If deferred work restarted every time, it would be easy to trigger duplicated effects:

  • multiple file reads
  • multiple HTTP calls
  • multiple writes

The preferred model is:

  1. capture once
  2. start once
  3. reuse the same eventual outcome

That is both easier to reason about and more aligned with the design goal of predictable effect behavior.

Forcing

The docs talk about forcing because that is the semantic event that matters:

  • before forcing, the effect has not started
  • forcing triggers the deferred work
  • once completed, later uses observe the same memoized result

In the current implementation, the runtime-backed task surface includes helpers such as Task.defer and Task.force. Those are useful when reading implementation-focused examples, but the language concept is bigger than one module API: defer is part of the language execution model.

Example: optional expensive work

import FileSystem from 'std:filesystem'
loadReport = (summaryPath: String, rawPath: String, includeRaw: Boolean) => {
summary = FileSystem.readFile(summaryPath)
raw = defer FileSystem.readFile(rawPath)
if (includeRaw) {
{
summary,
raw,
}
} else {
{
summary,
raw: Null,
}
}
}

The summary starts eagerly because the program definitely needs it.
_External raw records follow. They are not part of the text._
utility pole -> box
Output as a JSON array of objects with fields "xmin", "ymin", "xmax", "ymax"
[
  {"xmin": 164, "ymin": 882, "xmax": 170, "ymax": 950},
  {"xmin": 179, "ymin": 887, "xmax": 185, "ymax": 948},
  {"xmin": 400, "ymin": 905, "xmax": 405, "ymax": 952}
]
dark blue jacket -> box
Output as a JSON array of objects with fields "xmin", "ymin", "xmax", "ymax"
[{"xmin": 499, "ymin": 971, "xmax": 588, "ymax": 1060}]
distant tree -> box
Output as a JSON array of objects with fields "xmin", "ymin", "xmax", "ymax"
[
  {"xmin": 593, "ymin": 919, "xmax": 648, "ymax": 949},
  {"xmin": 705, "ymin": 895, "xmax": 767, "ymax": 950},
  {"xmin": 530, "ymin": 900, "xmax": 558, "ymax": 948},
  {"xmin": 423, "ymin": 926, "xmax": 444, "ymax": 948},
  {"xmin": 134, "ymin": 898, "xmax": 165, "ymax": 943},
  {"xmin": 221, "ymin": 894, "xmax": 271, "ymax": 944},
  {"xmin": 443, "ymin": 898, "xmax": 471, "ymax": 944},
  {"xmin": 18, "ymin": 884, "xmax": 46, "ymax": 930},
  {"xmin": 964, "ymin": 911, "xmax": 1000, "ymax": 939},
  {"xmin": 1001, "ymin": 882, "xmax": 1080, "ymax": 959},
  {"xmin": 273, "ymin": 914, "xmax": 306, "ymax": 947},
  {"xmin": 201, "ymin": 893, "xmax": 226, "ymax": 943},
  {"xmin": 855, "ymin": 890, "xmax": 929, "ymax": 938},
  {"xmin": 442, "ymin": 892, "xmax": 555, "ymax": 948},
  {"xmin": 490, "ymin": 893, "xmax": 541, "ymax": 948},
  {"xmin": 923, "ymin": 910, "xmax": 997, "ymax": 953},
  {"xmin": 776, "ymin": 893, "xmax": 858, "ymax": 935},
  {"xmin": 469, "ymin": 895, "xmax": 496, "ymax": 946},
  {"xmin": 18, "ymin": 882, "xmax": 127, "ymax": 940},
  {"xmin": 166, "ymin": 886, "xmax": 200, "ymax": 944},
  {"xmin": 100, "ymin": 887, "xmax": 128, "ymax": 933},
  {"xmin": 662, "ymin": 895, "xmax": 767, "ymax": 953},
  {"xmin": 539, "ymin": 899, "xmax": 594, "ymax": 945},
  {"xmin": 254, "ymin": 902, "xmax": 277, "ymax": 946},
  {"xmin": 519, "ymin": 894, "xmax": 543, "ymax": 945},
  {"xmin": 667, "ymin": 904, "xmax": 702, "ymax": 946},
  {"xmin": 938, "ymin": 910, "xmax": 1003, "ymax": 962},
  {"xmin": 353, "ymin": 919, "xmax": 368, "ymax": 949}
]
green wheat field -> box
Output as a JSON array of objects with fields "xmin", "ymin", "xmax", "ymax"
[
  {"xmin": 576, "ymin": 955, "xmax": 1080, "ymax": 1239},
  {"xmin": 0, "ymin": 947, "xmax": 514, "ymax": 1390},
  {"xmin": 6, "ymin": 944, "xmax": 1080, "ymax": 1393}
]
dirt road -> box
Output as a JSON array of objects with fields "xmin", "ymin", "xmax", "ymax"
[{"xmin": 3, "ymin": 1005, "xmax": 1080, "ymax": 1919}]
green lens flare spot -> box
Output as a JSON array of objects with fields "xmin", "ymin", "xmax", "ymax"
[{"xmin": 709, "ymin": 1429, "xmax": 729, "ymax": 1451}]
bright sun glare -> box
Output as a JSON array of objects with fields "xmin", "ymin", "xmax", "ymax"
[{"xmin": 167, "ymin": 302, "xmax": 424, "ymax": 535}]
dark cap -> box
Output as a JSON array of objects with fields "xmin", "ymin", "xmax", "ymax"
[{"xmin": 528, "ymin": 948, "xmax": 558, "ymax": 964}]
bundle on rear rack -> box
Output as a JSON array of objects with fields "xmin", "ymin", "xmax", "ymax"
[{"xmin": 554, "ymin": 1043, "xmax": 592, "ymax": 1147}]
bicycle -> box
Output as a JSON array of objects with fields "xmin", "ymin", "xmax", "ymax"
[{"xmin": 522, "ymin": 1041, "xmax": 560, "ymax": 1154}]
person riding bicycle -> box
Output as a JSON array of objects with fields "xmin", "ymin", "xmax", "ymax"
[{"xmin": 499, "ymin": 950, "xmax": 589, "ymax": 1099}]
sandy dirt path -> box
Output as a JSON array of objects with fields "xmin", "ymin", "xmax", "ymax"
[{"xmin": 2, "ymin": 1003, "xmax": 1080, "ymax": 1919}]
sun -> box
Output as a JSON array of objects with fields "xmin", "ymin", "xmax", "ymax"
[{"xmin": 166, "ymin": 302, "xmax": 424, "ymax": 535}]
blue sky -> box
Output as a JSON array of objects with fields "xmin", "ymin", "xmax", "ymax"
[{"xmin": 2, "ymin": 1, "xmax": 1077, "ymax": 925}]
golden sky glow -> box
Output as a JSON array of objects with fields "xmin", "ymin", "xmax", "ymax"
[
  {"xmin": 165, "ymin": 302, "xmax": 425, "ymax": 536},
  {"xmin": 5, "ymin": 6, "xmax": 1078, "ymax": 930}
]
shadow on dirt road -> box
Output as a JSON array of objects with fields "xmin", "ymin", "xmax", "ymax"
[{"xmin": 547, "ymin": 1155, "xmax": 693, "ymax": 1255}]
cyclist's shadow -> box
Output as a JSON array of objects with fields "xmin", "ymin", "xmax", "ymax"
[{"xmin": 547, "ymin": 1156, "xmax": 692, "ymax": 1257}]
The raw content is delayed because it depends on a branch.

Example: planning work before committing to it

import FileSystem from 'std:filesystem'
buildPlan = (configPath: String, secretsPath: String) => {
config = defer FileSystem.readFile(configPath)
secrets = defer FileSystem.readFile(secretsPath)
{
config,
secrets,
}
}

This is a good pattern when you want to assemble a plan and then decide later which work should actually begin.

Compared with JavaScript and TypeScript

JavaScript often mixes eager and lazy behavior depending on the API:

  • some promise-returning functions start immediately
  • callbacks are often lazy
  • frameworks add their own task models
  • “when does this actually start?” can depend on conventions rather than language rules

FScript narrows that model:

  • ordinary effectful calls start eagerly
  • defer is the explicit lazy form
  • consuming a result may suspend
  • laziness is a visible source-level choice

That makes delayed work easier to teach and easier to spot when reading code.

Good habits

  • use plain effectful calls by default
  • use defer only when delayed start is meaningful
  • keep deferred work near the branch or API that justifies it
  • prefer small effectful shells with mostly pure transformation logic around them

Common mistakes

  • treating defer as the default style for all effects
  • assuming laziness is automatic
  • using deferred work when the result is definitely needed immediately
  • confusing deferred effects with generator-based lazy sequences

Current implementation notes

The current repository already has a meaningful defer slice implemented:

  • effect analysis classifies current callables as Pure, Effectful, or Deferred
  • the shared interpreter supports lazy memoized defer
  • the shared runtime tracks deferred/task state transitions such as created, ready, running, waiting, completed, and failed
  • std:task currently includes Task.defer and Task.force
  • ordinary implemented host operations already start eagerly when reached unless explicitly deferred

The main remaining runtime gap is not the basic defer semantics. It is broader scheduler parity and longer-lived dependency draining across whole evaluations.